Потом она лежала, раскинув руки на холодном камне. А Бинх говорил негромко: «Давай, давай поднимайся! Смотри, как красиво!» И она стала подниматься, с кряхтеньем, со стонами. Руки и ноги дрожали от усталости и пережитого страха. Сердце колотилось. Под ногами раскинулась вся земля — в темно-зеленых волнах тайги, в светлых прогалинах, с прожилками рек и ручьев. Дальние синие хребты гор. К востоку, на склоне — жемчужные коробочки школьных зданий. А за хребтом — город Кузин, но его отсюда не видно. А вот школа как на ладони: общежития, учебные здания, стадион, а самый крупный корпус с ситалловой крышей — производственный. Там под крышей своя пищефабрика и цех «Электрона». Ли подняла запястье с коммом, отсняла всю картину, в динамике и в отдельных фото.

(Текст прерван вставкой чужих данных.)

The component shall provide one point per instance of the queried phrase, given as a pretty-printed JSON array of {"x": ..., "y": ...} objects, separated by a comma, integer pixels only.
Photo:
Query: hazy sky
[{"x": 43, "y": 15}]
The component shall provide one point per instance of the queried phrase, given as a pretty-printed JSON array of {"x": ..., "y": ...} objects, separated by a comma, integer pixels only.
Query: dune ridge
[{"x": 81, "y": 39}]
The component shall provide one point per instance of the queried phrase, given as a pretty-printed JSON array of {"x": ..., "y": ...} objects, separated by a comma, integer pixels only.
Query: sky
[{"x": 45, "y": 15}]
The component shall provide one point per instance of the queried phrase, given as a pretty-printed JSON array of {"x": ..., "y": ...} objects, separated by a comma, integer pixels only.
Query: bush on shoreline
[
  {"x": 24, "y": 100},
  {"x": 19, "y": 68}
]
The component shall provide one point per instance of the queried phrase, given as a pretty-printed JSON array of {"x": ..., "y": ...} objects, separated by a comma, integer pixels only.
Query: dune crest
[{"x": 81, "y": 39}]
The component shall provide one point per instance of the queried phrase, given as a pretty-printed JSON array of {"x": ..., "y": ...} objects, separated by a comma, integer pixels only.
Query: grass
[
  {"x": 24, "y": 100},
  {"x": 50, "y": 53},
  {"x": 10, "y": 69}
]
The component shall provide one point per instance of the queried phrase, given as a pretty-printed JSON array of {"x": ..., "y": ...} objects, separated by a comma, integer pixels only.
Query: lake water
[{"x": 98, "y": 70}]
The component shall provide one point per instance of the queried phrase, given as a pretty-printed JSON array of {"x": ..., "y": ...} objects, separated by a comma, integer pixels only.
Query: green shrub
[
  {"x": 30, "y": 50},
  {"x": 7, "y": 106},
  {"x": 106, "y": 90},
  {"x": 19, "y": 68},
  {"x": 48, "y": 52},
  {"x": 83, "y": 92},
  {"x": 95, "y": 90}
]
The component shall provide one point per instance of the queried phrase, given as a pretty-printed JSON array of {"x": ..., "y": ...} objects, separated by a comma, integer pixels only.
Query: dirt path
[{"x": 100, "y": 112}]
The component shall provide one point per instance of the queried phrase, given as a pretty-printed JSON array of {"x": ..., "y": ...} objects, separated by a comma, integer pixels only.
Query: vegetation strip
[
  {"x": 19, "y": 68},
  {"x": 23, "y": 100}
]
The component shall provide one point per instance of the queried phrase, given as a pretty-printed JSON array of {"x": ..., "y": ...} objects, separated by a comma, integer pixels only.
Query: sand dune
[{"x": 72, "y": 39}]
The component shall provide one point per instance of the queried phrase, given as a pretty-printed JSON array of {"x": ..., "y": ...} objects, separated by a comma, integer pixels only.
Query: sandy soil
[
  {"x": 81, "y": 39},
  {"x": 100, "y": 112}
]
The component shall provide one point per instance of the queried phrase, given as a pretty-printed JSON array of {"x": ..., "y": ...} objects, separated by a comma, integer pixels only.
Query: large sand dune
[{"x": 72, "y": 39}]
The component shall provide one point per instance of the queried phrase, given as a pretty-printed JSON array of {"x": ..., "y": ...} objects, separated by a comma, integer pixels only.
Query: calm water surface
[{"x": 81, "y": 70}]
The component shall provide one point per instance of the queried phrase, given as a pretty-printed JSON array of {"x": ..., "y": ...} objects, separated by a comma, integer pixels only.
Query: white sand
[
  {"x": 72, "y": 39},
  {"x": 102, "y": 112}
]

К западу вид был не так хорош — там начиналась запретка; в войну здесь были вроде ракетные шахты, по ним шарахнули термоядом. Новым зарядом, практически чистым. Радиации как таковой не осталось, но там, дальше — гигантская воронка, а отсюда видно выжженную черно-желтую пустыню с глянцевой поверхностью, на сотни гектаров. Там до сих пор ничего не растет. Почва спеклась.

Бинх обнял девочку за плечи.

— Красиво, — сказала она, — но там — страшно.

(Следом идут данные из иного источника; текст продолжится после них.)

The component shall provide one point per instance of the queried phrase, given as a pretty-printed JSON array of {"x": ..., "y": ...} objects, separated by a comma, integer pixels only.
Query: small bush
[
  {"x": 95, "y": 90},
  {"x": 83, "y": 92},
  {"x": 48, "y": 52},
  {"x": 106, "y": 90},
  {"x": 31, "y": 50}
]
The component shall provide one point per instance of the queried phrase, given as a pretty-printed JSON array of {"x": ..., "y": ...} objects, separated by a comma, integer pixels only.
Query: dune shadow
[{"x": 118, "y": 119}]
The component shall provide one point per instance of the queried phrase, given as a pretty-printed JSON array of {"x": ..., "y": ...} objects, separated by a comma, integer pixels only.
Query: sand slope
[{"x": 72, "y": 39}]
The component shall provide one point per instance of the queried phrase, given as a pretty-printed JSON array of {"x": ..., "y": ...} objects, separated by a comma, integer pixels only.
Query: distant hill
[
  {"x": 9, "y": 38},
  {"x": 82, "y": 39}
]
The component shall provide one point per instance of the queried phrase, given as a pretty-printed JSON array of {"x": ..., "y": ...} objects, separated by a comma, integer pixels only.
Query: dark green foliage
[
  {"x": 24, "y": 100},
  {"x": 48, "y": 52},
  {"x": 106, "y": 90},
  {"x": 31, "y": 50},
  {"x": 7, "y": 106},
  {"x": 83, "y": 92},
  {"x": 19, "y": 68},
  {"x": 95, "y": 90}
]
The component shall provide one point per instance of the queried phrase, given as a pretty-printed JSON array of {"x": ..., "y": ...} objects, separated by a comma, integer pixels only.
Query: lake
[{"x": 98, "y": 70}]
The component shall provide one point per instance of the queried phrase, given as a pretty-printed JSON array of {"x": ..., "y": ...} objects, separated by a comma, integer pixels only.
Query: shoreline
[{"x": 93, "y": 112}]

— Здесь не так плохо, — ответил Бинх, — у вас много сохранилось. Здесь и в Сибири. В Корее много хуже. В Европе хуже. Как думаешь, до вечера вон тот перевал возьмем еще? Давай спускаться.

 

 

— Знаешь, что самое противное? Что гибнут люди вокруг — ладно. Это война, понятно. Что страшно — тоже… можно привыкнуть. А вот что я никак понять не могу — почему их-то надо было убивать?

— Кого — их? Цзяофани?

— Они маоисты. Такие же простые крестьяне, как наши. Нормальные люди. У них руки такие все, в мозолях. Они же раньше тоже… может, досыта редко ели. Понимаешь? Я не знаю, почему так получается. Мы как-то в плен взяли троих. Я раньше дурак такой был, думал, это какие-то враги, буржуи. Предатели. А тут сидят нормальные люди, такие же, как мой отец, брат. Один молодой был. Люди как люди, свои же. Их расстреляли потом.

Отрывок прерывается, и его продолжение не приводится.